Many of the women, including Coulibaly, said they were frustrated by societies that consider them unsuited for marriage or employment.

“Men want women who can carry water to the well or who can go to market,” said one woman. “They won’t even consider you for marriage if you can’t do that. Women with disabilities end up staying with their families and being so dependent on them that they never get to grow up.”

The meeting was the first time most of the women had ever expressed these thoughts with other disabled women. The group gave them a sense of empowerment, they said.

Whether it is organizing meetings with other disabled women, managing the media or introducing legislation, Coulibaly said she hopes to take solutions back to her country.

“I would like to take anything that would help me make positive changes in my community for myself personally as a women with a disability and as a leader of a community,” she said.

But only a year has passed since Coulibaly was thrown in jail.
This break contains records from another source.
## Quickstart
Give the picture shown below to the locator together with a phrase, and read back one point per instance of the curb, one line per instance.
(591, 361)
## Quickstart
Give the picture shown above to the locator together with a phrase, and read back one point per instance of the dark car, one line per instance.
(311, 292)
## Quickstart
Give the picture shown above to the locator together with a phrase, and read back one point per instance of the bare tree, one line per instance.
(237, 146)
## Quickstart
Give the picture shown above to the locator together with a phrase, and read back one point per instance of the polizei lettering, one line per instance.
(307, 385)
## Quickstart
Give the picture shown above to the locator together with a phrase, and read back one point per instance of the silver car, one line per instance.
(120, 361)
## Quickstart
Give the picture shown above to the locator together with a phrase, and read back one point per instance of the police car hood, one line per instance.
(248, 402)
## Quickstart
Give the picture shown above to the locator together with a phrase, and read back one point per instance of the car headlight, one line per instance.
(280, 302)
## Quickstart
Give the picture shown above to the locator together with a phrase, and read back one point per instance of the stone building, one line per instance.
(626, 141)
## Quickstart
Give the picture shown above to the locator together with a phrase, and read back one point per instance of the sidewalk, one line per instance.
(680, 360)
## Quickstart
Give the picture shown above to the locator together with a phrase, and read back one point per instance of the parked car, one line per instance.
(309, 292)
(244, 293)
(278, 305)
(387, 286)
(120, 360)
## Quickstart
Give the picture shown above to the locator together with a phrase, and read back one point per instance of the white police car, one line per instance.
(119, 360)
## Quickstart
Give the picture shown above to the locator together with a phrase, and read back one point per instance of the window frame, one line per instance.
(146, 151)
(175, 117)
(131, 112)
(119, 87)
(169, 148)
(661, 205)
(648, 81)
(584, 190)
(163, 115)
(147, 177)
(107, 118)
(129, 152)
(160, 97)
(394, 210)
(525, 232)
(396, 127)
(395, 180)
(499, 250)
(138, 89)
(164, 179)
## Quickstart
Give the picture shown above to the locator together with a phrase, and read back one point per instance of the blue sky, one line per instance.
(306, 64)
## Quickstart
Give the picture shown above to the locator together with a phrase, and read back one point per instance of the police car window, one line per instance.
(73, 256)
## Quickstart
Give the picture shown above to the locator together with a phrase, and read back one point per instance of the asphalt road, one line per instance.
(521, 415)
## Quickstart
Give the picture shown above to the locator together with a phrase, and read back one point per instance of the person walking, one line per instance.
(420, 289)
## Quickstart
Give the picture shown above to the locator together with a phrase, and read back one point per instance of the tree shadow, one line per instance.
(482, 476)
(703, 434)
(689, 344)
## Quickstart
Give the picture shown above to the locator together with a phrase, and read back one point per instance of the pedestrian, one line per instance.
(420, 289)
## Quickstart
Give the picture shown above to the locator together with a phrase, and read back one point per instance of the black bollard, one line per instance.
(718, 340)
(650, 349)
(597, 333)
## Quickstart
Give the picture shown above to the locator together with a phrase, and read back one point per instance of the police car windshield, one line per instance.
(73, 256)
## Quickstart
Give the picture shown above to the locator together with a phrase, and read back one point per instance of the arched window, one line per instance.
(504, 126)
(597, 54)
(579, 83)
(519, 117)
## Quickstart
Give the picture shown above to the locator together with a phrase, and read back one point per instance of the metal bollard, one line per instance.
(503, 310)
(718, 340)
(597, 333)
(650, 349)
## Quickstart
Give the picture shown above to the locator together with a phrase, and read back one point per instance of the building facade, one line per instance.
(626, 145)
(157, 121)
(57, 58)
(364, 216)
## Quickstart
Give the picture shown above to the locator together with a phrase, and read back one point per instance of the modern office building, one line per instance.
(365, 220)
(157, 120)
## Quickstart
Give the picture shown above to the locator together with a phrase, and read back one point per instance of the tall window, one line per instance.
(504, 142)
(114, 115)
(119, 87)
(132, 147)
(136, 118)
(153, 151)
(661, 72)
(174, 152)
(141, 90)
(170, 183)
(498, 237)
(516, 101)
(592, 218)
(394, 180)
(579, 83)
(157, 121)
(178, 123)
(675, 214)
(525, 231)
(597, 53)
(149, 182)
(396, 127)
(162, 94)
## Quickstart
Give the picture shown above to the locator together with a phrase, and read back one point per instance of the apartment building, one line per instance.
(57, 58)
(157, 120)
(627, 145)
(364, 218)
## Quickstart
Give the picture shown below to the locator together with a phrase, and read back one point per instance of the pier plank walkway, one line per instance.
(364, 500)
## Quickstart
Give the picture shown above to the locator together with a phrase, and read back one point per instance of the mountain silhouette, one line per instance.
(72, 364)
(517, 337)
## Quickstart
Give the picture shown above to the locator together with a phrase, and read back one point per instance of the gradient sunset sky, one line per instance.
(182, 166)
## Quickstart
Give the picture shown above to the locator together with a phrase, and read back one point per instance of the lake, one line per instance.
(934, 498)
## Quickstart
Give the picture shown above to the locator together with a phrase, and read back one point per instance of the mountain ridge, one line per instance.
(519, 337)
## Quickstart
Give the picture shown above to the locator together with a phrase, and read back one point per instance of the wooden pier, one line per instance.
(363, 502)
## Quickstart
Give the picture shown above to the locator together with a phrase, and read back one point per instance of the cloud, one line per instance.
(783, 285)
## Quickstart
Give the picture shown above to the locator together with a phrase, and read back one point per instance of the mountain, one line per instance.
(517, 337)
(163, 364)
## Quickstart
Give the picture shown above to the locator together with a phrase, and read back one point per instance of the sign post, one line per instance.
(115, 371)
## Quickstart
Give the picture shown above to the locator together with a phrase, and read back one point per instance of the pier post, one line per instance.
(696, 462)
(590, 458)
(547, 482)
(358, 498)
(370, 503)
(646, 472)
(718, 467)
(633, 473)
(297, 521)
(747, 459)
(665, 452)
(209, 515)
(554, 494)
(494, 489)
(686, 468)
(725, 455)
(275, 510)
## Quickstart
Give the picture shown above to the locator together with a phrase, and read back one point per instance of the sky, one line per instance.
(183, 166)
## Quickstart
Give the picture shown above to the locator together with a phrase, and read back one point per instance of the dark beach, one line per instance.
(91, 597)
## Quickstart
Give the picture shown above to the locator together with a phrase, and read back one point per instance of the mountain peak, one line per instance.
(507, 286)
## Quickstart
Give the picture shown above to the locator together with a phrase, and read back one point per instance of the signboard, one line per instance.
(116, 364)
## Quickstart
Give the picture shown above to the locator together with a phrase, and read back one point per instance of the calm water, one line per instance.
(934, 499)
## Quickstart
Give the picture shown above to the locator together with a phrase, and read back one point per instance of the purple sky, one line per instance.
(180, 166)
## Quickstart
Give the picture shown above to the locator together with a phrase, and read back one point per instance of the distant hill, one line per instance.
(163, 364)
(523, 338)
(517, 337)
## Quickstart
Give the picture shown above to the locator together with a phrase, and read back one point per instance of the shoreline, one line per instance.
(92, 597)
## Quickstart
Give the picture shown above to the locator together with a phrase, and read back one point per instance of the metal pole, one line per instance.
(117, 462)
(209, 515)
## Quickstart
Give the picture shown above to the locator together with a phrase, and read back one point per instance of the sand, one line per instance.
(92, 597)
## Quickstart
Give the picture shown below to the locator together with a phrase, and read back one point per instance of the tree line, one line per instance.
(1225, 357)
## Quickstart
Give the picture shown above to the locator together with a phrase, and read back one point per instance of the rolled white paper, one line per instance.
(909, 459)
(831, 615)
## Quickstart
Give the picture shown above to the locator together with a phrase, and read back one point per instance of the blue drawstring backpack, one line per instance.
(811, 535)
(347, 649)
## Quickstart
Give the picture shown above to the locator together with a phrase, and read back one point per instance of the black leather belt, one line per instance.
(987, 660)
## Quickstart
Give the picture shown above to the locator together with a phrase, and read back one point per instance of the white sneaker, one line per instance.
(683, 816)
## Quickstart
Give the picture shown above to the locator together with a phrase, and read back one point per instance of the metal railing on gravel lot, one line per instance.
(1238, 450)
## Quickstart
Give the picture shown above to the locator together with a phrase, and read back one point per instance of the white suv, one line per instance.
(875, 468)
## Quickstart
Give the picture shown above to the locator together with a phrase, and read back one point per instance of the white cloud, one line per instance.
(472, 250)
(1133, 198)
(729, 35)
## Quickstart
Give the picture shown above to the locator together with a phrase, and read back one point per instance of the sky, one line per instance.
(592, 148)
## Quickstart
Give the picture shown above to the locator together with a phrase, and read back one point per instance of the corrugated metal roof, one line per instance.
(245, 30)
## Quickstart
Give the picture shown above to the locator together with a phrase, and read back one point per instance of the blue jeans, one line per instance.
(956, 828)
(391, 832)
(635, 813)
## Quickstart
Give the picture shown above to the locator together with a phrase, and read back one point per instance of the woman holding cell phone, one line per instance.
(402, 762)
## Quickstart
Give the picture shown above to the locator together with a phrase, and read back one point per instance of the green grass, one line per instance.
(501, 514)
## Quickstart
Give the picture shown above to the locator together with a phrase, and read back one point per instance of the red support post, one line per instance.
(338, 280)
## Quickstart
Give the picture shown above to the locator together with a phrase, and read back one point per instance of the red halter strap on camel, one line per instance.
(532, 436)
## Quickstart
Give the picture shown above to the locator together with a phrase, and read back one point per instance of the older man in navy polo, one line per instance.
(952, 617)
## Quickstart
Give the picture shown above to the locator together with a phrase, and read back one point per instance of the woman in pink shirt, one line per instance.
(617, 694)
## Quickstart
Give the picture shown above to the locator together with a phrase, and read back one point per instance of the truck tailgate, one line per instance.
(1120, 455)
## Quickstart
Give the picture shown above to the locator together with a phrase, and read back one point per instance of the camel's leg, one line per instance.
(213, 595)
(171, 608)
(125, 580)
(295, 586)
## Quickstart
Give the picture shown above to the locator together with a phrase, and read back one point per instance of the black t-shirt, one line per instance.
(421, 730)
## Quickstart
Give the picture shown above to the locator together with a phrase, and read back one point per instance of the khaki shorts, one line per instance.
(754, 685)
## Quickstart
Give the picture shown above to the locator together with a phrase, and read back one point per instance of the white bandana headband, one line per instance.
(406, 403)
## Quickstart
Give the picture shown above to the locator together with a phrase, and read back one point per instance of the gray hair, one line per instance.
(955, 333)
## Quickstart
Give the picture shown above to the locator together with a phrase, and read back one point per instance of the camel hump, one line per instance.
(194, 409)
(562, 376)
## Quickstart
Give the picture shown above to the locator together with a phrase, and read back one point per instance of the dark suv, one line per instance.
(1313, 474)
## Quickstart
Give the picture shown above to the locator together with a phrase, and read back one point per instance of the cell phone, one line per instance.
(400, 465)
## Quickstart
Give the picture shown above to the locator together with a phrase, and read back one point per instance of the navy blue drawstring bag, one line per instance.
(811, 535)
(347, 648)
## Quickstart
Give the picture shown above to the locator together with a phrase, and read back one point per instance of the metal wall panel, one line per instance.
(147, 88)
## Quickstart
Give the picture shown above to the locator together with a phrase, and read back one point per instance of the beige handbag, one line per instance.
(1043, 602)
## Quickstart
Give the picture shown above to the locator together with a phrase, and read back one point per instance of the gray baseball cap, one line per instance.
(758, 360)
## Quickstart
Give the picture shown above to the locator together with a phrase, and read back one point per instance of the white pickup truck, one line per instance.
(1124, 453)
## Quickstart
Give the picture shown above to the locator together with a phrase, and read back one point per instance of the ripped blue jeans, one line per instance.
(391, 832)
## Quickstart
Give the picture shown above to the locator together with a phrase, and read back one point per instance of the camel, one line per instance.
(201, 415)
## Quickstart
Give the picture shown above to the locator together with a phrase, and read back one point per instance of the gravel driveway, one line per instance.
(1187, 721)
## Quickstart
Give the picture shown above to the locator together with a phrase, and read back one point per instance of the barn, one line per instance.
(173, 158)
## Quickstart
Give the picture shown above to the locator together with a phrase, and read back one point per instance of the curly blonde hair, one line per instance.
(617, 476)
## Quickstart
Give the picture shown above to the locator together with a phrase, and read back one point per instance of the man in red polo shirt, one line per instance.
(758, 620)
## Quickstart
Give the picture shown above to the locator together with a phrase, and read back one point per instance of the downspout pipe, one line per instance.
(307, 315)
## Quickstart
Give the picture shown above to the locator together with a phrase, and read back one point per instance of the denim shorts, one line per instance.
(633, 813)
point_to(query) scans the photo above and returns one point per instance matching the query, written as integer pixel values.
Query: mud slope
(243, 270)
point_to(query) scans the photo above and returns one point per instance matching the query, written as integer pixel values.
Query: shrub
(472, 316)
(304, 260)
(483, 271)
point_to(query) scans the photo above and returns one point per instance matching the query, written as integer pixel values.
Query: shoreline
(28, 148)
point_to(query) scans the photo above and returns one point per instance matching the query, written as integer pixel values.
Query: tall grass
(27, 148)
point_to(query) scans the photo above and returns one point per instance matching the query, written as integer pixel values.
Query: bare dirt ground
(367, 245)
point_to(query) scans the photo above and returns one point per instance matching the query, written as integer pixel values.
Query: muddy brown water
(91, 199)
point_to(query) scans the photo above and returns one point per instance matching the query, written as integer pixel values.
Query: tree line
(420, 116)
Her country still considers a disabled person a miskin (unfortunate one) and believes women belong only in the home. Government leaders are still trying to have her ousted from her organization.

“I am learning a great deal here, but it is a delicate thing,” Coulibaly said. “I want to have a solution and go back and live a better life. But how? Is it possible to change the situation I am living in Mauritania? I am still asking that question.”